Um grave efeito colateral desse abuso de mudanças é que a citada síndrome acaba por deteriorar a capacidade da organização em implementá-las quando estas são realmente necessárias. Ao que parece, o maior desafio da gestão contemporânea, nesse âmbito, não

seria o de lidar com os resistentes (change-avoiders), e sim com os viciados em mudança (change-aholics) (ABRAHAMSON, 2004).

O comentário de um executivo entrevistado ilustra uma interessante dimensão adicional dessa neofilia: “Tive 5 diretores nos últimos 5 anos – como posso ser corretamente avaliado dessa forma? (...) Tenho que mostrar serviço a todo momento! Sou levado a me manter sempre em meu desempenho máximo”. O que se percebe é que a impermanência, nesse caso, atinge também os relacionamentos interpessoais, que se tornam precários e descontínuos; afeta o reconhecimento da contribuição individual, pela reduzida disponibilidade de informações sobre o avaliado; e compromete a vivência ocupacional, submetida a constante exigência máxima, ainda que auto-imposta.

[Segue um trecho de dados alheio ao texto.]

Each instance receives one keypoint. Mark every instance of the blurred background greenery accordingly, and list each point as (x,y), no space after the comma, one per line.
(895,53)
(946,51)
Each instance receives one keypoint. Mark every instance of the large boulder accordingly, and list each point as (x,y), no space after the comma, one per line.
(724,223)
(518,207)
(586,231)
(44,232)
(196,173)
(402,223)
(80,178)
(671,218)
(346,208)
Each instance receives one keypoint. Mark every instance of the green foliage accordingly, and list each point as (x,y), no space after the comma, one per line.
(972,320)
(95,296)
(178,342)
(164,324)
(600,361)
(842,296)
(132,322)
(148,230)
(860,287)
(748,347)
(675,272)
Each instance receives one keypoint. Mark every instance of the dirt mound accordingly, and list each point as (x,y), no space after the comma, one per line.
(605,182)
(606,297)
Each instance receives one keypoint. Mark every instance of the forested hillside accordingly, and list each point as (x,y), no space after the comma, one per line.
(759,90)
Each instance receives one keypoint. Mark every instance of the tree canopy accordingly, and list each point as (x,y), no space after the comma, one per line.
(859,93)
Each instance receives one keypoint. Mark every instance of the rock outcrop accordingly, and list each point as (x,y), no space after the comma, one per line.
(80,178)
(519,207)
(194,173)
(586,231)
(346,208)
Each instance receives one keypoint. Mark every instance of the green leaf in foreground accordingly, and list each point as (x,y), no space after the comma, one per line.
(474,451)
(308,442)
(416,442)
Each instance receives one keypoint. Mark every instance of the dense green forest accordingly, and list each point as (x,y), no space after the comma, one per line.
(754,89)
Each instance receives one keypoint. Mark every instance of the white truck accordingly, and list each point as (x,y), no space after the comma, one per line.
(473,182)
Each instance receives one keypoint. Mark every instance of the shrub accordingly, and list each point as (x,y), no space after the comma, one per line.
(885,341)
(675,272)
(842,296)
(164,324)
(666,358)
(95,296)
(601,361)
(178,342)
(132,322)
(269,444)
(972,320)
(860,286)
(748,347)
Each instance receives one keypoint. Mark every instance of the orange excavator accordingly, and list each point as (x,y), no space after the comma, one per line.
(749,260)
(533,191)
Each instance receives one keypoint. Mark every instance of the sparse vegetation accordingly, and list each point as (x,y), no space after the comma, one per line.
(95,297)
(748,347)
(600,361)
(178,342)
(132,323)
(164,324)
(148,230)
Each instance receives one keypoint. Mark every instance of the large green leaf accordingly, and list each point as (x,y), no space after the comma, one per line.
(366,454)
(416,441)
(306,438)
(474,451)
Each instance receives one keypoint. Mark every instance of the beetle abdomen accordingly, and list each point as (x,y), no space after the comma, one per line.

A impermanência dos relacionamentos é outro ponto a considerar – e não apenas em sua dimensão hierárquica. Mudanças constantes podem, por exemplo, desestruturar equipes eficazes. Além do possível impacto direto nos resultados, há que se avaliar os impactos indiretos provocados pela ruptura de redes de relacionamento. O caráter relacional da cultura brasileira (BARBOSA, 1999) e sua manifestação no contexto de trabalho podem gerar disfunções adicionais às previstas em pesquisas norte-americanas, como a da citada síndrome da mudança repetitiva.

Mudanças organizacionais podem implicar, ainda, mudanças geográficas. Um gerente de nível intermediário relata seu dilema frente a uma mudança inevitável do Rio para São Paulo. Na condição de pai divorciado com guarda compartilhada, como manter o mesmo nível de atenção aos filhos residindo em diferentes cidades? Como recusar a mudança, sabendo que isso significaria demissão, se não há perspectivas razoáveis de recolocação considerando-se sua formação, seu ramo de atividade e sua faixa etária?

Estudos sugerem que tais manifestações de impermanência seriam resultado de uma financeirização das organizações (FLEURY, 2004): a lógica financeira teria substituído a lógica econômica e se tornado preponderante na realidade corporativa. Como conseqüência, a volatilidade dessa lógica se refletiria na volatilidade dos arranjos organizacionais (ZILBOVICIUS, 2004). A flexibilidade administrativa, que caracteriza as técnicas de gestão contemporâneas, seria o equivalente organizacional da liquidez financeira (JETIN, 2004).

Do ponto de vista sociológico e filosófico, análises essencialmente diversas levam a constatações semelhantes quanto à impermanência do (e no) trabalho. Lipovetsky (2004b: 77), por exemplo, considera que a contemporaneidade se caracteriza “pela ideologização e

pela generalização do reinado da urgência.” Ao lado de uma hegemonia do presente, estaria sendo igualmente vivenciada uma supremacia do futuro em relação ao passado (LIPOVETSKY, 2004b). Urgência e imediatismo seriam, portanto, os correspondentes filosófico-sociológicos à volatilidade e à flexibilidade da perspectiva administrativo- financeira. Essas perspectivas multipolares se reforçam, mutuamente, como fatores potencialmente explicativos da cronocracia e da neofilia aqui descritas. Mas a impermanência do trabalho apresenta manifestações adicionais, passíveis de caracterização e descrição.